AMY GOODMAN: What are the most important leads, A.C., that you think the FBI should follow right now?

A.C. THOMPSON: We interviewed a former top leader of the Front, and the second that we turned the camera off, he said, "So I was sitting in a meeting with other Front leaders, and they were planning to assassinate a journalist here in Orange County, a newspaper publisher. And I said, 'Oh, you know, I don't think that we should do that. I like that guy.’" And Rick and I looked at each other, and we were just stunned. We immediately asked our cinematographer, "Hey, did you hear that?" We immediately called my editor in New York and told him. We spoke to our translator immediately. "Hey, you know, this just happened." So, if I was the FBI, he’s one person that I would go contact immediately.

AMY GOODMAN: And is there any indication? Has the FBI contacted you to ask you, now that your report has aired on PBS, Terror in Little Saigon, Rick or A.C.?

A.C. THOMPSON: I have not heard from the Bureau.

RICK ROWLEY: A.C., you should mention the tip line.

A.C. THOMPSON: So if there are people who have information about these crimes, if there are people who were victims of these crimes, if there are people who know about crimes we haven’t even heard about, we’d love for them to come forward and contact us. We can be contacted through the ProPublica website, via email, via snail mail, via phone. We can take tips in the Vietnamese language as well as English.

AMY GOODMAN: And you have now, in communities in the United States, in the Vietnamese community, you have the killers living alongside or nearby victims, is that right?

A.C. THOMPSON: As far as we can tell. And that’s a thing that seems to haunt the surviving victims. One of them told me, "Look, I’ve become an exile twice. We fled Saigon in '75 to flee Communist tyranny. We arrived here, and someone killed my relative. And now I feel like I've been exiled from the Vietnamese-American community, and I’m scared to be a part of that community."

AMY GOODMAN: Rick, in your previous film, in Dirty Wars, that you did with Jeremy Scahill, you were looking at this history of—secret history of proxy armies, the whole issue of national—American national security. How does this compare?

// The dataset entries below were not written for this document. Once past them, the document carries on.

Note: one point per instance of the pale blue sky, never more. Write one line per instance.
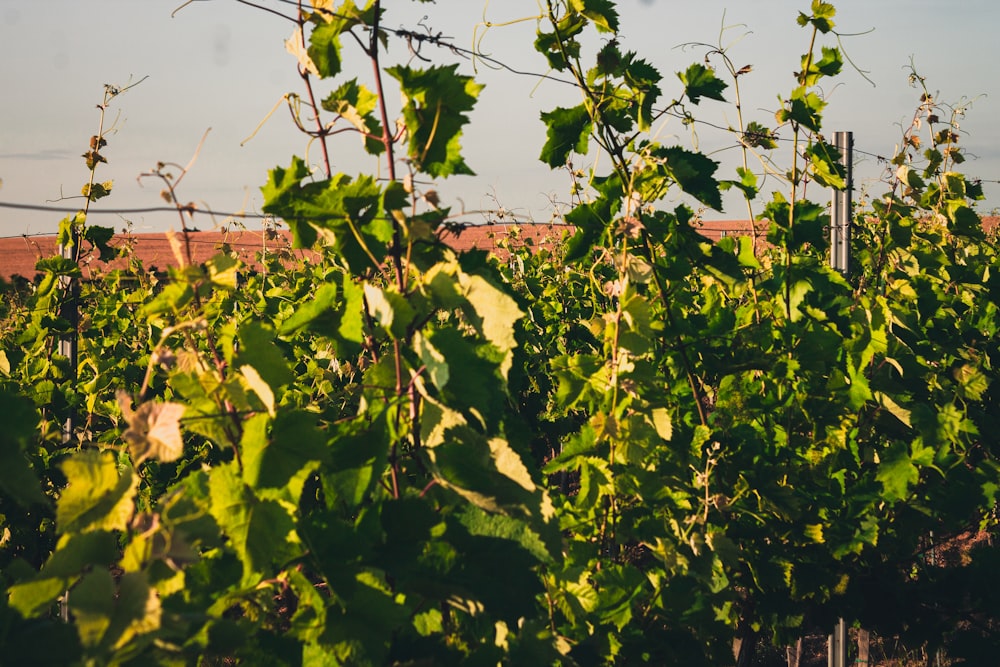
(223, 65)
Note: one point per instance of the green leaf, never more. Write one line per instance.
(346, 211)
(73, 554)
(601, 12)
(821, 18)
(803, 108)
(389, 309)
(759, 136)
(829, 64)
(17, 478)
(971, 381)
(700, 81)
(97, 495)
(324, 48)
(285, 458)
(825, 167)
(435, 103)
(896, 473)
(258, 349)
(357, 105)
(694, 172)
(261, 532)
(568, 131)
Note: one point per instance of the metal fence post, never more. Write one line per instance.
(840, 206)
(840, 248)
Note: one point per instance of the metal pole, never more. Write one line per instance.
(840, 206)
(837, 646)
(70, 311)
(840, 247)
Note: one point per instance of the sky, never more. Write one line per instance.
(220, 66)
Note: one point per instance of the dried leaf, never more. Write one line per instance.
(154, 430)
(297, 47)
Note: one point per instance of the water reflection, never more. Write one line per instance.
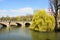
(19, 33)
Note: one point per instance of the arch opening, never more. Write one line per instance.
(27, 24)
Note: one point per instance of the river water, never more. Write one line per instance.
(19, 33)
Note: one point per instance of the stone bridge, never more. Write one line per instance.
(15, 23)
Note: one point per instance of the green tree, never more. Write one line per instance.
(42, 21)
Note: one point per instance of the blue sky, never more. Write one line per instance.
(21, 7)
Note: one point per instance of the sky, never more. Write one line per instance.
(21, 7)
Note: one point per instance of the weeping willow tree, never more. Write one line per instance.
(42, 21)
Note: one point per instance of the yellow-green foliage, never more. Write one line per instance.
(42, 21)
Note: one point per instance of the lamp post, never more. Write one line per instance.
(56, 13)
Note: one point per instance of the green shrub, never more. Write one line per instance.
(42, 21)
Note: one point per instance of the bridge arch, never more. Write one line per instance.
(27, 24)
(19, 24)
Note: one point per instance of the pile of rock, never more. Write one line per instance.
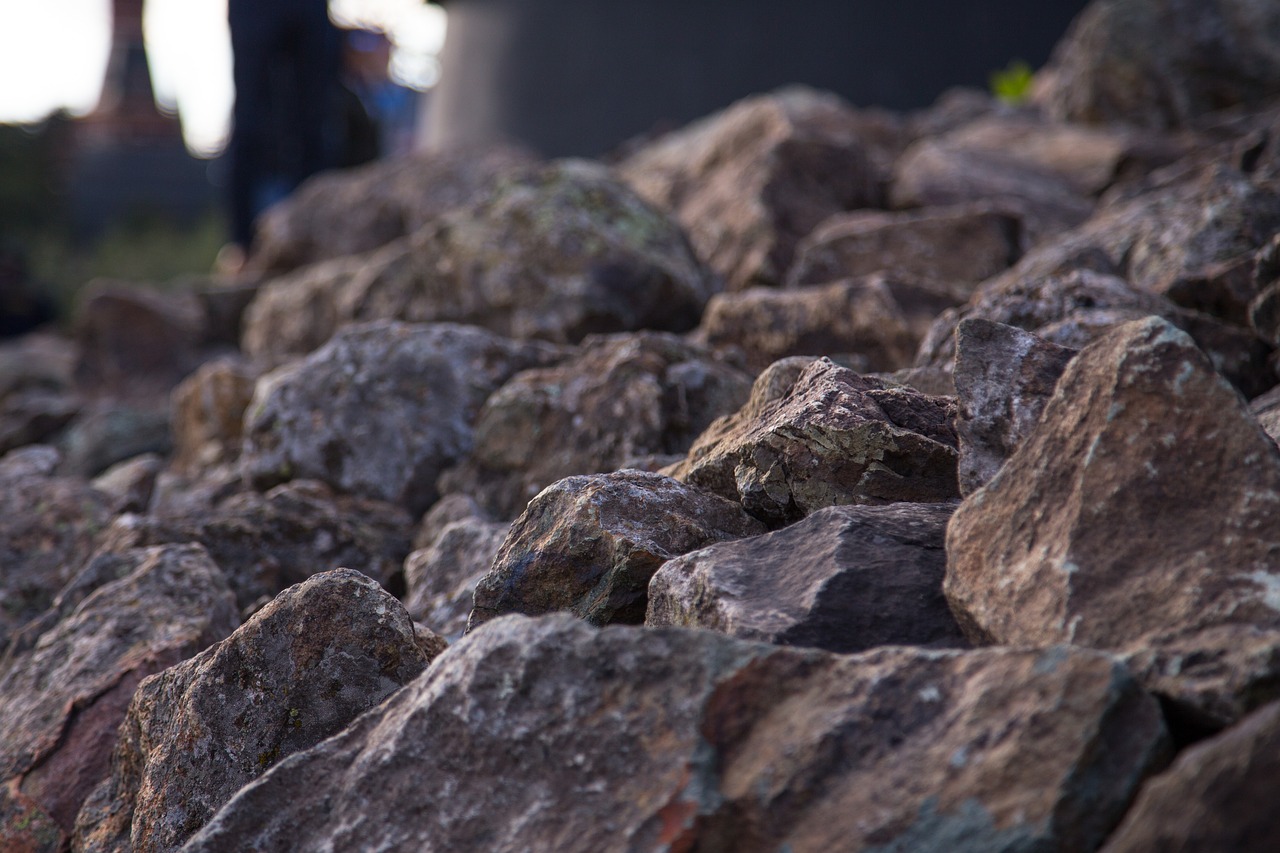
(813, 479)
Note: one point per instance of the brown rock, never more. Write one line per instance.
(298, 671)
(845, 579)
(673, 739)
(835, 437)
(750, 181)
(589, 544)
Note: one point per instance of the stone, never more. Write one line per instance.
(1004, 378)
(589, 544)
(749, 182)
(1215, 797)
(616, 398)
(48, 527)
(845, 579)
(835, 437)
(955, 246)
(380, 410)
(298, 671)
(671, 739)
(1143, 505)
(265, 543)
(1164, 63)
(356, 210)
(64, 697)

RICK ROWLEY: You know, it’s kind of amazing. This feels, in a way, like a prologue to Dirty Wars. I mean, the template for covert ops and for proxy forces that are being spun up by our military intelligence community, you know, was really formed in the Vietnam era, and some of the cast of characters is even the same. I mean, Richard Armitage was at the center of these operations, you know, both back in the ’80s and also during the Bush years.

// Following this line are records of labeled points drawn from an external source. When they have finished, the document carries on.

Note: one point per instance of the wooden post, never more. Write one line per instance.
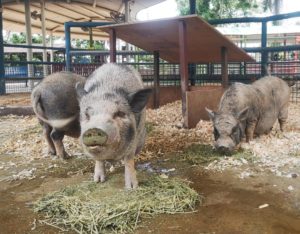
(112, 41)
(2, 70)
(183, 69)
(224, 63)
(156, 80)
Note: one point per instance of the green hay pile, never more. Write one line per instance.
(198, 154)
(105, 208)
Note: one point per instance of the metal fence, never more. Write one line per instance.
(281, 61)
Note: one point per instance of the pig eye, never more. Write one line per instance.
(87, 114)
(216, 134)
(234, 131)
(119, 114)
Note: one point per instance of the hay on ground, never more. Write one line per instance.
(102, 208)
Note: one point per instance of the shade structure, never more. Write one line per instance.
(204, 42)
(58, 12)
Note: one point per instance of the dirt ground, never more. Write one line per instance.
(257, 194)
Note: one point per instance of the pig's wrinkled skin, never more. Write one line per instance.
(112, 118)
(55, 104)
(249, 110)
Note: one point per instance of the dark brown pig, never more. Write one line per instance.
(55, 104)
(249, 110)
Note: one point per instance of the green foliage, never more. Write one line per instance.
(17, 38)
(85, 44)
(199, 154)
(218, 9)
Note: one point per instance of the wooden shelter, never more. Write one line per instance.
(180, 40)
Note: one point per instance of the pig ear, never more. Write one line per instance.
(211, 114)
(242, 115)
(138, 100)
(80, 90)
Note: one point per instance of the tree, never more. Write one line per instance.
(218, 9)
(274, 6)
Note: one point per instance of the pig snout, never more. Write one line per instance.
(95, 137)
(225, 146)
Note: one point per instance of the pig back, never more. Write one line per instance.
(57, 95)
(114, 77)
(274, 93)
(237, 97)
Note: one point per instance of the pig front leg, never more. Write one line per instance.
(46, 132)
(99, 173)
(130, 174)
(57, 137)
(250, 127)
(282, 117)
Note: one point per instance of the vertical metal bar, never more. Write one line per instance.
(43, 17)
(264, 54)
(192, 7)
(2, 71)
(51, 51)
(127, 19)
(156, 79)
(224, 64)
(192, 67)
(91, 41)
(183, 68)
(112, 42)
(68, 46)
(28, 40)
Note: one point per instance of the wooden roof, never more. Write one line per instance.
(204, 42)
(57, 12)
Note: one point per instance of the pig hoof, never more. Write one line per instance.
(66, 156)
(99, 178)
(51, 152)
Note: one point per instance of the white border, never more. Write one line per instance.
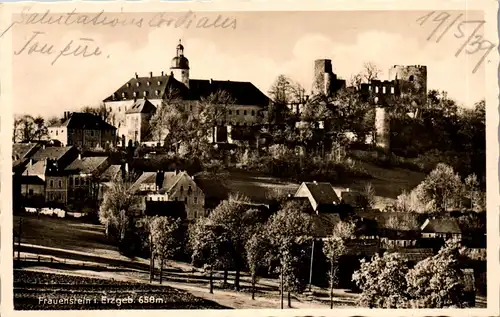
(492, 131)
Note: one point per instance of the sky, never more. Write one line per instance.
(257, 47)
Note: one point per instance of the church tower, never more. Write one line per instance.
(180, 66)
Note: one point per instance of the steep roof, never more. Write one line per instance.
(142, 106)
(83, 120)
(86, 165)
(155, 87)
(322, 192)
(39, 168)
(111, 172)
(21, 150)
(169, 179)
(324, 223)
(441, 225)
(51, 153)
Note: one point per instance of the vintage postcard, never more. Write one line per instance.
(258, 158)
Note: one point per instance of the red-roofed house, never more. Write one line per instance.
(321, 195)
(172, 186)
(247, 110)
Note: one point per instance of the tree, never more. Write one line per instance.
(473, 193)
(441, 188)
(383, 282)
(289, 233)
(335, 247)
(256, 248)
(117, 207)
(438, 281)
(235, 221)
(164, 237)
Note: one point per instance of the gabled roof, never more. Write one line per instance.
(51, 153)
(322, 192)
(155, 87)
(111, 172)
(83, 120)
(142, 106)
(441, 225)
(39, 168)
(22, 150)
(169, 179)
(86, 165)
(324, 223)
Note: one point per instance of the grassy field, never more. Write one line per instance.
(44, 291)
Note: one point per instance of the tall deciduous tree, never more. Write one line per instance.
(335, 247)
(383, 282)
(165, 238)
(116, 209)
(289, 232)
(441, 188)
(438, 281)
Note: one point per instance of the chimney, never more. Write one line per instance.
(160, 176)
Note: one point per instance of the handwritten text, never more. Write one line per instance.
(473, 44)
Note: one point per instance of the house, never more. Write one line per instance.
(137, 120)
(321, 196)
(47, 166)
(85, 131)
(247, 108)
(172, 186)
(83, 179)
(446, 228)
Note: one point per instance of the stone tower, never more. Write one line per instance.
(411, 81)
(323, 77)
(180, 66)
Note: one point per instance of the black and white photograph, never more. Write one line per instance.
(280, 159)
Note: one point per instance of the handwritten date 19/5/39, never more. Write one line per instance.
(473, 44)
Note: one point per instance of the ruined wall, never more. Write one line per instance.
(382, 128)
(411, 80)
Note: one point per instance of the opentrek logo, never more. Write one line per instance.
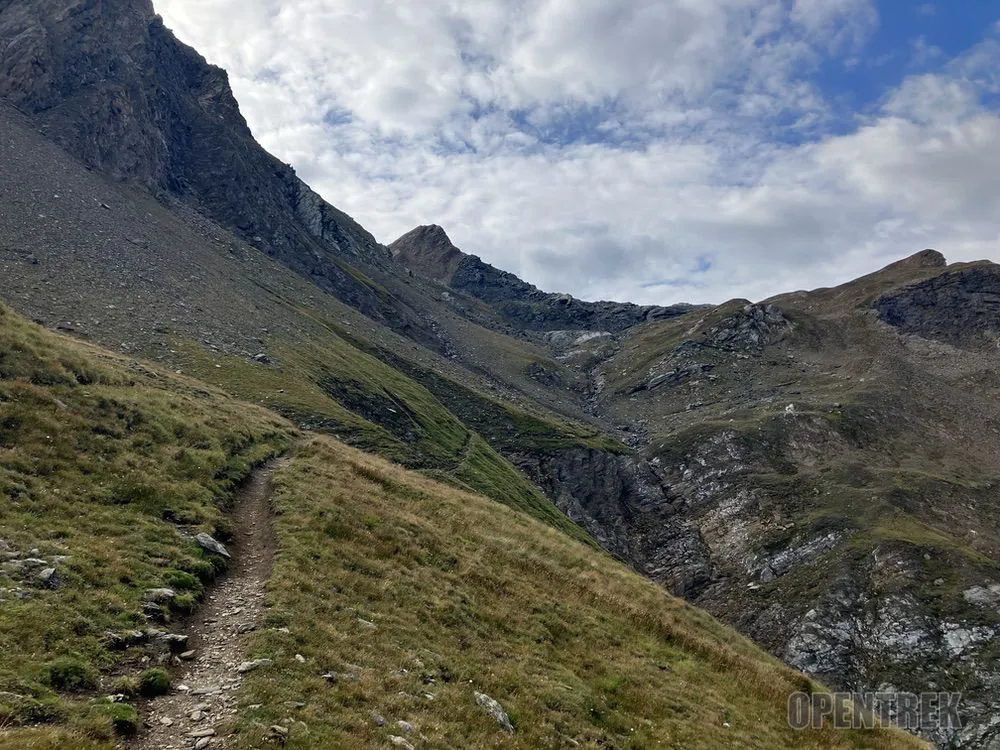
(911, 711)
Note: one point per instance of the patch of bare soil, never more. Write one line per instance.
(201, 708)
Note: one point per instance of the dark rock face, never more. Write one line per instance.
(622, 503)
(428, 251)
(958, 307)
(108, 82)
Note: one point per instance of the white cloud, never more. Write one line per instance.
(652, 150)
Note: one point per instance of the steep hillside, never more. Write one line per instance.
(400, 597)
(819, 470)
(103, 261)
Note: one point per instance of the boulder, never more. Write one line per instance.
(210, 544)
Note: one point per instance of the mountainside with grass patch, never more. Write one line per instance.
(817, 470)
(400, 597)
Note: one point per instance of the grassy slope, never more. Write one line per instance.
(466, 595)
(96, 452)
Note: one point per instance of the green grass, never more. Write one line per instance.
(108, 467)
(467, 595)
(339, 389)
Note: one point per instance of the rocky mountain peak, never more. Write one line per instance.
(923, 259)
(428, 251)
(114, 87)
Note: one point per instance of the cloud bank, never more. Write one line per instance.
(650, 150)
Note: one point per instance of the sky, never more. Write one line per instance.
(654, 151)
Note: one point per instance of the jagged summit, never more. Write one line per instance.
(429, 252)
(111, 84)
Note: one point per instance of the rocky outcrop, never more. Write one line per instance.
(960, 307)
(113, 86)
(428, 251)
(620, 501)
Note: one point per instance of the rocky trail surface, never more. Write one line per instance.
(201, 708)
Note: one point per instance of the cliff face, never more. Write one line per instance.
(107, 81)
(959, 307)
(819, 470)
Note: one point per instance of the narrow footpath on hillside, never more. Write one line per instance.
(203, 698)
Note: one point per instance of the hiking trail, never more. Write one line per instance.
(202, 704)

So, I mean, I think another important takeaway from this all is that this is, in many ways, a story of blowback. When you have a group formed by officers from the U.S.-trained military in South Vietnam, and when the war that we’ve been arming and funding them to fight, when we say that war is over, the war doesn’t end for them. I mean, they continue fighting it. And the battlefield isn’t necessarily 9,000 miles away. That battlefield for them could run right through a suburb in Houston. So, I mean, time and again, you see this. You see this in a very different way with the Afghan mujahideen, when we arm and fund and train them for years, and then when we decide the war is over, the war doesn’t end for them. And the war might not be so neatly, neatly siloed in a foreign country. So, you know, for us today, that is an important takeaway, as we continue to arm, train and spin up proxies as one of our favorite tools of foreign diplomacy and militarism. You know, I mean, these things—you know, these are not groups that we ultimately have control over.

AMY GOODMAN: Well, I want to thank you both for being with us, A.C. Thompson and Rick Rowley. Their film is called Terror in Little Saigon. It’s a PBS Frontline documentary. You can get it now by?

RICK ROWLEY: Off the Frontline website, you can stream the whole thing for free.

AMY GOODMAN: This is Democracy Now!,, The War and Peace Report. I’m Amy Goodman.